Tutti osservano impietriti, le telecamere riprendono affamate di notizie, ma nessuno fa nulla per salvare i naufraghi. Però tutti devono vedere, una sorta di catarsi collettiva, buonismo e crudeltà si mescolano e si confondono una volta di più. Tuttavia, e di nuovo per puro caso(un caso piuttosto atroce), tra i due adolescenti scoppia un contrastato colpo di fulmine. La coppia infatti possiede, più sfumati, tutti i tratti caratteriali dei personaggi che li hanno preceduti. Così lui risulta costantemente insoddisfatto di sé, ritroso e insicuro, mentre la giovane bellezza di lei fa pendant con un’indole sfacciata e la predilezione per le scelte estreme: «Certo che la natura è stata più clemente con la gente in mare. Perché se non altro, morendo in quel modo, hanno provato di essere vivi» confida a lui nel corso del loro primo appuntamento.
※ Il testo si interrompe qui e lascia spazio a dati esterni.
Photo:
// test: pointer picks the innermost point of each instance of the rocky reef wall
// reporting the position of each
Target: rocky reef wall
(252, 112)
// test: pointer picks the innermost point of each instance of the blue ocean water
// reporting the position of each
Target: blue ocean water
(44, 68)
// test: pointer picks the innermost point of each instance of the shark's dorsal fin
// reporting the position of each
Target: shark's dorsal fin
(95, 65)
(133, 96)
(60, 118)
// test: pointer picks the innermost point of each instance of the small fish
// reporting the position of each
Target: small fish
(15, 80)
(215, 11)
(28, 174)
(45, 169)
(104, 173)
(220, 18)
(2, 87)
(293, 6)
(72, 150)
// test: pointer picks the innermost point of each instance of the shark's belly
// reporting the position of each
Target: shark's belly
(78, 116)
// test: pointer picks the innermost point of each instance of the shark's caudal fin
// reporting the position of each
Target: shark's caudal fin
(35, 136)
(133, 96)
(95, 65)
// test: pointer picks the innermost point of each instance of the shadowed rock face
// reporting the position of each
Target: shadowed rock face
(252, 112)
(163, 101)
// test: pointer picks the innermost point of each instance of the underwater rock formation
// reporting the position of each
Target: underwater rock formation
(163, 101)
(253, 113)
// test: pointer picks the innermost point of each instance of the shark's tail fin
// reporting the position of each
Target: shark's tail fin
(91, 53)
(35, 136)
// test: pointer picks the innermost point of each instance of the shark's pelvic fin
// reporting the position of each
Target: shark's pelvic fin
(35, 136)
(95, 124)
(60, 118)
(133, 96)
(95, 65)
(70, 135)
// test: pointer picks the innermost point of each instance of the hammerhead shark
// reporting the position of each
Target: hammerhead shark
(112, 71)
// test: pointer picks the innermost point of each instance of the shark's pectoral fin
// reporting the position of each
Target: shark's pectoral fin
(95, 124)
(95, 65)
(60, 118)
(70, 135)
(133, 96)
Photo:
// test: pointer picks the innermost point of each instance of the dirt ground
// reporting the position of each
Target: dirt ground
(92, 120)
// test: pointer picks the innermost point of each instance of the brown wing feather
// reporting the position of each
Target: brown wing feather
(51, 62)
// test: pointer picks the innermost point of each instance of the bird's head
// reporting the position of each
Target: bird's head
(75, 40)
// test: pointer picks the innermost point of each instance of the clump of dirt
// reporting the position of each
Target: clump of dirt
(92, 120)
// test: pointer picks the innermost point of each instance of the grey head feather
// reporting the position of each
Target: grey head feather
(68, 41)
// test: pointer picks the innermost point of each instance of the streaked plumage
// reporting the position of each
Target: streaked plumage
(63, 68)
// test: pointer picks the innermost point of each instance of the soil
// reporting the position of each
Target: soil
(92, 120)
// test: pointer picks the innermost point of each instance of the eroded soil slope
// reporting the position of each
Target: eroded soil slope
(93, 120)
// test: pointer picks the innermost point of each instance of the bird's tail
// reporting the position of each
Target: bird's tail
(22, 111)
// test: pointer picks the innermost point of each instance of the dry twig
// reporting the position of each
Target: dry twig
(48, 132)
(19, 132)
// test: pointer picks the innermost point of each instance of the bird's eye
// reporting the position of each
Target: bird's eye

La consueta lotta tra attrazione e repulsione si gioca così tra messaggi che arrivano e non arrivano, sogni erotici e angosce giovanili che prefigurano quelle dell’età adulta. Infine, i due si incontrano di nuovo, non entrano a scuola e raggiungono con un gruppo di altri studenti il lungomare. Ancora una volta, tra abbracci furtivi e improvvisi conati di vomito, lui è sul punto di abbandonare l’impresa.  Ma nelle ultime pagine, Giuseppe Zucco ricompone il cerchio. Tutti i poteri forti che soggiogano le nostre esistenze (il caso, il desiderio, l’abisso, la morte…) convogliano sul lungomare di una piccola città costiera per un finale à la Dylan Thomas, sospeso nella piccola speranza che, almeno per un istante, la morte (o la ferocia dell’esistenza) «non avrà più dominio»:

Stretti in un abbraccio, chiusero gli occhi, per capire se fosse tutto vero. (…) Per questo non videro quanto capitò intorno il cielo si illividì e poi si arrossò di colpo. E il vento si quietò, il mare si quietò, l’acqua divenne una pellicola tesa e trasparente. Delle teste emersero l’una dopo l’altra dal mare. A quelle teste seguirono spalle, toraci, gambe. La spiaggia fu lentamente invasa da un numero orribile di corpi marci e gonfi d’acqua. (…) E quando gli annegati accerchiarono i ragazzi e li sollevarono da terra con mani viscide e nerastre, lui e lei provarono quella vertigine, come se baciarsi fosse librarsi in aria senza più gravità. (…) Fu così che nel ventre scuro del mare le mani, le labbra, le lingue dei due ragazzi e il loro corpo intero divennero tanti pesciolini. Fu così che gli annegati tornarono di nuovo in vita sentendo i loro corpi marciti e sbrindellati diventare tanti pesciolini. (…) Nessuno seppe mai cosa fu dei due ragazzi, né i pescatori raccolsero più i corpi marci degli annegati quando tirarono le reti in barca. Ma su una terra completamente riarsa di cui nessuno aveva cognizione (…) un ragazzo e una ragazza dal viso sconosciuto godettero dell’ombra profonda degli alberi intrecciati quando le loro labbra tutte tremanti s’incontrarono per la prima volta. (pp. 165-166)


Giuseppe Zucco, I poteri forti, NNE 2021, pp. 176, € 17.